Gloomy economic figures, buoyed only by the boom in high street and house prices, revealed last month that the economy had failed to expand at all for six months and was languishing at the bottom of the league of industrialised G7 nations.

Now, as the Chancellor puts together his Comprehensive Spending Review, detailing the Government's plans for investment in hospitals, schools, public transport and policing, there are real fears in government that he may have to increase borrowing levels to fund much-needed increases. The move would represent a U-turn by Mr Brown who has made a virtue of cutting national debt.

A minister said this weekend: "The growth figures were well below Gordon's 2 to 2.5 per cent target and the choices are simple – tighten up on spending, put up taxes or increase borrowing. We've already got the increase in national insurance contributions coming and the demands from the big spending departments – Education and the Home Office – aren't going to go away. On a back of an envelope calculation, it could be as much as £15bn more in borrowing."

City experts have also warned that the zero growth rate and flagging confidence in industry will have a negative impact.

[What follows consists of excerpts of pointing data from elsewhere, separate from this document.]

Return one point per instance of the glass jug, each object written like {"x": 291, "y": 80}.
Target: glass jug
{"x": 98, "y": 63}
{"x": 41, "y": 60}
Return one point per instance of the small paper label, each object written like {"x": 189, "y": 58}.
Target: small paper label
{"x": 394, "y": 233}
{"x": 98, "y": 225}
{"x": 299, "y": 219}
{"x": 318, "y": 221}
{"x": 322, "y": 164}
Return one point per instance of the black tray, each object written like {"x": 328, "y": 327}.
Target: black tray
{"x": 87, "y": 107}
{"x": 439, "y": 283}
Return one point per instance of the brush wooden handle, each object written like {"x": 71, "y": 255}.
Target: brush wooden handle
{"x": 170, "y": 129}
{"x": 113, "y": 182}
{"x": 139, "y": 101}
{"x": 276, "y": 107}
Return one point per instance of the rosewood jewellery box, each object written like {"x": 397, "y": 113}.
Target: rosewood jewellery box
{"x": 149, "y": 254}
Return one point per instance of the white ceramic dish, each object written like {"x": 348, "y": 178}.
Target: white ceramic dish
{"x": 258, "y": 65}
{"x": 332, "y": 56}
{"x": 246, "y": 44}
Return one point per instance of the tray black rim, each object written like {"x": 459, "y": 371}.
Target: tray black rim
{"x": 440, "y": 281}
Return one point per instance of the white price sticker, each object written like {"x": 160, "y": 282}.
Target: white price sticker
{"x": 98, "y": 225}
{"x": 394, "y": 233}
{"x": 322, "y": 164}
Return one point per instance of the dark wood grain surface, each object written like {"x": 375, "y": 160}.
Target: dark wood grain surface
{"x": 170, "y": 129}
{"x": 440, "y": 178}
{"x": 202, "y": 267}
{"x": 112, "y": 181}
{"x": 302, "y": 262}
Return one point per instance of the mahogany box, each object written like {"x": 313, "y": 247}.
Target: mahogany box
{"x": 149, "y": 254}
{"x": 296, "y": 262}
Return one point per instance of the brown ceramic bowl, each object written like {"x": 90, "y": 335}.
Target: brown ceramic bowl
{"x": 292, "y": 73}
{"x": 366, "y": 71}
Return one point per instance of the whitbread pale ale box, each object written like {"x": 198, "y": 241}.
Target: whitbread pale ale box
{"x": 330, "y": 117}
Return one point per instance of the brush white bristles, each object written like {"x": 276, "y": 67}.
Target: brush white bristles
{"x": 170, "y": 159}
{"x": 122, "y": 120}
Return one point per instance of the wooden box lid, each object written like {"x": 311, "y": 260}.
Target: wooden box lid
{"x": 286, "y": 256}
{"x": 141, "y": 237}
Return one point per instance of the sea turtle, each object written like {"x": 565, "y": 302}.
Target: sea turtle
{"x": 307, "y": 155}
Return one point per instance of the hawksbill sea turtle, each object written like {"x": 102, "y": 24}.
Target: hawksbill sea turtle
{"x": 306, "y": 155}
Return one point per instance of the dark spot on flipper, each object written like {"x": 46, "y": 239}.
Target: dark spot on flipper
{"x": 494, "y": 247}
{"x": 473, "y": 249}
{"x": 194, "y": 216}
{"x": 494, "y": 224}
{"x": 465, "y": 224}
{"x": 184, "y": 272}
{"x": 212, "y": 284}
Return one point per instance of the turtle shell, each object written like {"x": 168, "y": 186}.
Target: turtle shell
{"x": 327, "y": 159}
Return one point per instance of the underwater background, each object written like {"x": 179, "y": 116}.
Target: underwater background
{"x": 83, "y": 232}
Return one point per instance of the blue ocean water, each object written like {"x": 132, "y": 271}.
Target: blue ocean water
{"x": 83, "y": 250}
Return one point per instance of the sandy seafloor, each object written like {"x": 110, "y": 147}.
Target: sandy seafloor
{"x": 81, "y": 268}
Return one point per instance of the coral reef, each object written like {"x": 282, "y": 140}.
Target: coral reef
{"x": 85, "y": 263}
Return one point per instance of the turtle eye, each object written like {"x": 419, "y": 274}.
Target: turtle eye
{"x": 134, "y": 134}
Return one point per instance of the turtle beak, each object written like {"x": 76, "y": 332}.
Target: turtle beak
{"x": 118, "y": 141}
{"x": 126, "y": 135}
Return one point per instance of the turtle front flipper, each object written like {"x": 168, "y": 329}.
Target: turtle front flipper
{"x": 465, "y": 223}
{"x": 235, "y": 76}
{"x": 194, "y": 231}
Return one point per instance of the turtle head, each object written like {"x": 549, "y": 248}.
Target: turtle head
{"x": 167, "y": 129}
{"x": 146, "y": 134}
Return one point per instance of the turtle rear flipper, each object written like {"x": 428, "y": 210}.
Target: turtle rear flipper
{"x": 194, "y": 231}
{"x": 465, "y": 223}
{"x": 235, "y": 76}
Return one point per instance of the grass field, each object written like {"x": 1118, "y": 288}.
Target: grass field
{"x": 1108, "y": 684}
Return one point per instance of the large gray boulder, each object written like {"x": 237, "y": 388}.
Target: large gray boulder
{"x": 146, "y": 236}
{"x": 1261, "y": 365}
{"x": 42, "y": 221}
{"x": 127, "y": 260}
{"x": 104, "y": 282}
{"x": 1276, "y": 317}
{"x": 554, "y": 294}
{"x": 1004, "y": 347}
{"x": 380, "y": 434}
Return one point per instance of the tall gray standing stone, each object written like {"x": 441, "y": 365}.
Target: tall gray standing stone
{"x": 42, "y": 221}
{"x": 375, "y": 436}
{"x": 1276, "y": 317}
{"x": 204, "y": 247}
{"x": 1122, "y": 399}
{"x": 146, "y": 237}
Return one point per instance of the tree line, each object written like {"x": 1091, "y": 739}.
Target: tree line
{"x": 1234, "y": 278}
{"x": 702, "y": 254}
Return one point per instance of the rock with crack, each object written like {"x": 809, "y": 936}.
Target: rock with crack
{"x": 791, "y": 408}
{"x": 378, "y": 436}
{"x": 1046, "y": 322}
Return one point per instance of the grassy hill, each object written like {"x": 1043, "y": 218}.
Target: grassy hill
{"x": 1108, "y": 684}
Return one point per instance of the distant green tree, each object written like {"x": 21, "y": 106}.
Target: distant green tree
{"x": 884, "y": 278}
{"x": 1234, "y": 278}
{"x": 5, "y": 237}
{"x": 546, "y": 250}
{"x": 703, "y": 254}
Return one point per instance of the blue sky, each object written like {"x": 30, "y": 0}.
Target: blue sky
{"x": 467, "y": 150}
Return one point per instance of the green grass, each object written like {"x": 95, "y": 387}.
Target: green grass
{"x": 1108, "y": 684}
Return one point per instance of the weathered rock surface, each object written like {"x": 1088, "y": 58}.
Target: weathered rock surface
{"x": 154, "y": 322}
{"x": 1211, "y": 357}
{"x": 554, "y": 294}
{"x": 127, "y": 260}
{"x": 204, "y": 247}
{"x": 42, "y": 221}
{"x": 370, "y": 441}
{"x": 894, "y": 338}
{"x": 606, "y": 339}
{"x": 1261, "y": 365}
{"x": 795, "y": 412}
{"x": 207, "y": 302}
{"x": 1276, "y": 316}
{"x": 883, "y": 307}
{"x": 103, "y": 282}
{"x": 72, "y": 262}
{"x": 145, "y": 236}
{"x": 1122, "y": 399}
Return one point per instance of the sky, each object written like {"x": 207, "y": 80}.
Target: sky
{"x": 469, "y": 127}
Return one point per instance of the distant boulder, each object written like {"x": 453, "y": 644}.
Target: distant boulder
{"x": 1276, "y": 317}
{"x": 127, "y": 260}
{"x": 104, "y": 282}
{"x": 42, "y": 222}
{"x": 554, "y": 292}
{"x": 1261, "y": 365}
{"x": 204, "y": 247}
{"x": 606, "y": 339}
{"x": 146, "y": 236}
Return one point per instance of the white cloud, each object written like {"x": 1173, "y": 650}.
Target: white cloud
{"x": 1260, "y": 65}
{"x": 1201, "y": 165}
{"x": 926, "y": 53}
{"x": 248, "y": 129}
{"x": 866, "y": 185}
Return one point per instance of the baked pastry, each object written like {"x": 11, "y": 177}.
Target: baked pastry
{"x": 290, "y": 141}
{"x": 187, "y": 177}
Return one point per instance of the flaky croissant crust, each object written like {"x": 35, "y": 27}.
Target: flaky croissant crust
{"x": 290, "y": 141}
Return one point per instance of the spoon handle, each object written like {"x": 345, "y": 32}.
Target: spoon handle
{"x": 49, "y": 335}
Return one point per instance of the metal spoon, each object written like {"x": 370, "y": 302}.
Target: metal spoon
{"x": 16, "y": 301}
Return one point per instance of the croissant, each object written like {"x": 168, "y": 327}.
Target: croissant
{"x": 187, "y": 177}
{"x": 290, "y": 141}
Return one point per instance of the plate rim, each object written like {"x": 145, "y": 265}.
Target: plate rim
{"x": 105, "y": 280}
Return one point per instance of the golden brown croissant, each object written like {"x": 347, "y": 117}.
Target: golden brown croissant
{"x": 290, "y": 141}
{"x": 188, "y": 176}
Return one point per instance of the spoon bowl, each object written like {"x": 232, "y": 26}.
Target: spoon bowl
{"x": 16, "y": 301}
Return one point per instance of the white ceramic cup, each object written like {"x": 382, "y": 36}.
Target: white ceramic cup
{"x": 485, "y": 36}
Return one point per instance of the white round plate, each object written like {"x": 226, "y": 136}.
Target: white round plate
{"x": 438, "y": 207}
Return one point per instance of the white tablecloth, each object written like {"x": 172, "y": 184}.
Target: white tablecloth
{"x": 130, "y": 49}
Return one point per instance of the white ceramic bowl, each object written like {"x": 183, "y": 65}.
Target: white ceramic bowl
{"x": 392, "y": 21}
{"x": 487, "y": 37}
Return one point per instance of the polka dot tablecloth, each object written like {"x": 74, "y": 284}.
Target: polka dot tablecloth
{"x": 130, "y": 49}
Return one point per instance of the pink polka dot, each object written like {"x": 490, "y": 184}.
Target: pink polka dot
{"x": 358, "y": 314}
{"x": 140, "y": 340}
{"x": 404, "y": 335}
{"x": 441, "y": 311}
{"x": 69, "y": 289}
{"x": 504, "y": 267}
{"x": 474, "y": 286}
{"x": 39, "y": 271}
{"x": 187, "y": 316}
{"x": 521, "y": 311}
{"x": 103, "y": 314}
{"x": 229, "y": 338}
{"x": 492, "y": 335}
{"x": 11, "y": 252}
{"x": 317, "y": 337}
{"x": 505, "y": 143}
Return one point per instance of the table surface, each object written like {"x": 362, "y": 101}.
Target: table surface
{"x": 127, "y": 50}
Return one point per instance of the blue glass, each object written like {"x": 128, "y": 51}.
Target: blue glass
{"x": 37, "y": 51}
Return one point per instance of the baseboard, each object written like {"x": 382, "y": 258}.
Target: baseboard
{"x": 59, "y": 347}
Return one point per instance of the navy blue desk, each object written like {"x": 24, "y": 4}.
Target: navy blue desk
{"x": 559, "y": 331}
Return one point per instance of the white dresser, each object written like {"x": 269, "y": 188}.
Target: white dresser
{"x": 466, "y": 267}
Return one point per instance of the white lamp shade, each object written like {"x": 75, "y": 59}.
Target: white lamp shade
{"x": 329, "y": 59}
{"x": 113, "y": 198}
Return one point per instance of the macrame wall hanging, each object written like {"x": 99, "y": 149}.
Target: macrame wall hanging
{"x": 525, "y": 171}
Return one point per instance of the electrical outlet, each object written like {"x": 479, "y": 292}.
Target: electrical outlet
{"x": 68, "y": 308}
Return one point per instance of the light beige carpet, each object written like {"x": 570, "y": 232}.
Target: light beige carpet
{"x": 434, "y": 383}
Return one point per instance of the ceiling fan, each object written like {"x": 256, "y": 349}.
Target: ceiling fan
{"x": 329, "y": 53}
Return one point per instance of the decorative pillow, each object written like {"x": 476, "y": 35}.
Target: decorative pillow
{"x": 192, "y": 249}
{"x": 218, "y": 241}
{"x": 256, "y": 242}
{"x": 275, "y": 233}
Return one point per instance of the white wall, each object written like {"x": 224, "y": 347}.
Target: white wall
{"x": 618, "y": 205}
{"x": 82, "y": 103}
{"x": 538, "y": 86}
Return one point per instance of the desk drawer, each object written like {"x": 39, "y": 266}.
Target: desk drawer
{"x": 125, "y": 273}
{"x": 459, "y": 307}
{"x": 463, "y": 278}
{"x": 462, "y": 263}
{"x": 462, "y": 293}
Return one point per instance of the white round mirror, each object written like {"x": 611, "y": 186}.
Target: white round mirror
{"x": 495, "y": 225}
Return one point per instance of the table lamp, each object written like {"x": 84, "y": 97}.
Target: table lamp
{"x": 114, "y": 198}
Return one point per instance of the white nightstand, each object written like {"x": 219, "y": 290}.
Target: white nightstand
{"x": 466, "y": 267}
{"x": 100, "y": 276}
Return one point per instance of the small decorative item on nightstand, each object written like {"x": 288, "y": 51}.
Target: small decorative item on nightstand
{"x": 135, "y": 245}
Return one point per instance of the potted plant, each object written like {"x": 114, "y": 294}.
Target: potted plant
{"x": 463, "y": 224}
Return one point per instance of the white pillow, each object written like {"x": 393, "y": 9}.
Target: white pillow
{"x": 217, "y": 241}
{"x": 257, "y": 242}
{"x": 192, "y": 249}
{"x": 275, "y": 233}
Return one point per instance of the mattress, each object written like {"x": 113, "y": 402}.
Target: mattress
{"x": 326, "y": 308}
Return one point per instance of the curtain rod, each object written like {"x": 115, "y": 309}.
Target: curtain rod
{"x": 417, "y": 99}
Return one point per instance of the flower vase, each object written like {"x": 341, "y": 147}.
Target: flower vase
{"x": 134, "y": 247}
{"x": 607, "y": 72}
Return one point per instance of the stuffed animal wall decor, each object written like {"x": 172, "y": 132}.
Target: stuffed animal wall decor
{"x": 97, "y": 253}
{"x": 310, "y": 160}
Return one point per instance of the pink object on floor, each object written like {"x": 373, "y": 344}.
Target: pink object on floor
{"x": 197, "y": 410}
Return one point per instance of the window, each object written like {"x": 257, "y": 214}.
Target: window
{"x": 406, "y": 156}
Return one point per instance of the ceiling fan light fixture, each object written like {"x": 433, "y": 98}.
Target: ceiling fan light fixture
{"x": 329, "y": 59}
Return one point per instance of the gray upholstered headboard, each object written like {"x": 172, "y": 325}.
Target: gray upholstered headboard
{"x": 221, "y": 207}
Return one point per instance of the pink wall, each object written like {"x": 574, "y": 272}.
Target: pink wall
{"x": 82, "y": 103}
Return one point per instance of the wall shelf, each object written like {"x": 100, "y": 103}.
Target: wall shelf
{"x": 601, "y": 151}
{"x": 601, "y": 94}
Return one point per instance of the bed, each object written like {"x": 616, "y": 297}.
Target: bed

Professor Peter Spencer, economics director of the Ernst and Young Item Club that scrutinises Treasury forecasts using the same figures as the Chancellor, says Mr Brown could have to borrow between £10bn and £15bn more to fund his spending plans. He said, however, that was a "worst case scenario".

"What it hangs on now is whether or not the economy can recover from here. If it can the Chancellor will miss his targets but he won't be wide of the mark. But that, I'm afraid, is looking extremely unlikely." Professor Spencer warned that optimism was only being held up by the current housing and consumer trends and was "fast disappearing".

"We simply can't risk another 1990s-style collapse in the housing market, because it won't just be the optimism in the business sector, it will be the head speculation in the housing market that disappears. And at that time the Chancellor's Red Book just gets binned and you have to start again," he said.

Andrew Dilnot, Director of the Institute of Fiscal Studies, said: "The economy is going to grow less quickly than expected. If the economy were to grow much more slowly this year than was forecast, borrowing will rise more quickly than forecast."

Mr Dilnot said the Chancellor was equally likely to keep spending under control and may not propose "increases in spending over and above the sorts of levels he announced in the Budget".

Jonathan Loynes, the Chief UK Economist at Capital Economics, predicted that Mr Brown – reluctant to make big tax and spending decisions on the basis of one year's figures – would "let borrowing take the strain".